Unfortunately, random forest is not the most transparent machine learning algorithm. We know that VendorID
, predicted_fare
, mean_duration
, and mean_distance
are the most important features, but we don't know how they influence tipping. This would require further exploration. It is interesting that VendorID
is the most predictive feature. This seems to indicate that one of the two vendors tends to attract more generous customers. It may be worth performing statistical tests on the different vendors to examine this further.
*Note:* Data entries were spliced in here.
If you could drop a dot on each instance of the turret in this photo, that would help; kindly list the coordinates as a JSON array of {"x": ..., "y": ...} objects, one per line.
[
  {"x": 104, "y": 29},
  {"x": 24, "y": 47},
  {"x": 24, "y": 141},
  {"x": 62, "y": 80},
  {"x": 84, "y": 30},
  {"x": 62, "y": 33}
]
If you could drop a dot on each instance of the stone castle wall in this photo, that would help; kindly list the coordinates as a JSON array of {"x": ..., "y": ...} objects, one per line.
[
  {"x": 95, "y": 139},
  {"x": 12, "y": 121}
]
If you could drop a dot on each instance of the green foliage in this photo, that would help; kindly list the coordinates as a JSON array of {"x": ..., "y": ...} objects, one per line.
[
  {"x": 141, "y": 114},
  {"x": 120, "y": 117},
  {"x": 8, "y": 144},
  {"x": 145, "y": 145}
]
There are almost always additional features that can be engineered, but hopefully the most obvious ones were generated during the first round of modeling. In our case, we could try creating three new columns that indicate if the trip distance is short, medium, or far. We could also engineer a column that gives a ratio that represents (the amount of money from the fare amount to the nearest higher multiple of \$5) / fare amount. For example, if the fare were \$12, the value in this column would be 0.25, because \$12 to the nearest higher multiple of \$5 (\$15) is \$3, and \$3 divided by \$12 is 0.25. The intuition for this feature is that people might be likely to simply round up their tip, so journeys with fares with values just under a multiple of \$5 may have lower tip percentages than those with fare values just over a multiple of \$5. We could also do the same thing for fares to the nearest \$10.
It would probably be very helpful to have past tipping behavior for each customer. It would also be valuable to have accurate tip values for customers who pay with cash. It would be helpful to have a lot more data. With enough data, we could create a unique feature for each pickup/dropoff combination.